Göz alerjileri daha önemli hale geldiğinde, göz damlası veya ağızdan alınan ilaçlar bir seçenek olabilir. Reçeteli ilaçları reçete etmeden önce göz doktorları tarafından yapılan yaygın bir öneri, alerjisi olan kişiye günde birkaç kez soğuk, reçetesiz satılan yapay gözyaşı aşılaması talimatını vermektir. Bu, gözünüzü nemlendirmeye ve yağlamaya hizmet eder ve gözyaşlarınızda bulunan antijenlerin sayısını azaltır. Soğuk bir yapay gözyaşı, gözünüze soğuk kompres uygulamak gibidir, ancak doğrudan gözünüze gider. Bu, kan damarlarını daraltır ve huzursuz, kaşıntılı bir gözde harika hissettirir.
Göz alerjileri daha şiddetli hale geldiğinde, reçeteli göz damlaları ve oral ilaçlar endike olabilir.
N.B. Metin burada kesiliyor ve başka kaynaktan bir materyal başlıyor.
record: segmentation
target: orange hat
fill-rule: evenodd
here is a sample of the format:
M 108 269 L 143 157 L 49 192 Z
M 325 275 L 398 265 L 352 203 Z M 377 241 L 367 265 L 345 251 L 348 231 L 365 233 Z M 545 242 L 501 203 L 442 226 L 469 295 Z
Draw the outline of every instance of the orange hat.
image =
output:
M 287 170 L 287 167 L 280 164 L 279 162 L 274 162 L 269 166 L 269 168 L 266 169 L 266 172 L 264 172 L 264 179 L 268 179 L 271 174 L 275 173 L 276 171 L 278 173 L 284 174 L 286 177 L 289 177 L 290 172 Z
Alerjileri genellikle günde sadece bir damla ile kontrol eden yüksek kaliteli reçeteli antihistaminik göz damlaları mevcuttur. Göz doktorları, bir hastanın ne kadar mutsuz hissettiğine veya gözlerdeki alerjilerden ne kadar iltihaplandığına bağlı olarak bazen kortikosteroid göz damlası yazabilirler. Bu damlalar iltihabı hızla giderirken çok dikkatli kullanılmalı ve bir göz doktoru tarafından izlenmelidir. Kortikosteroidler bazı hastalarda glokoma ve katarakta neden olabilir. Oral antihistaminikler de bazen reçete edilir ve reçetesiz olarak ve reçeteyle alınabilir. Daha şiddetli alerjilerde ve ayrıca astımdan muzdarip kişilerde lökotrien değiştiriciler reçete edilir. Bunlar lökotrien kimyasallarını bloke eden ilaçlardır. Lökotrienler, bir alerji tetikleyicisi ile temas ettiğimizde vücudumuz tarafından salınan kimyasallardır.
Alerji iğneleri (immünoterapi), alerjik konjunktivit, AKC ve VKC gibi alerjik göz hastalıkları için çok etkili bir tedavi olabilir.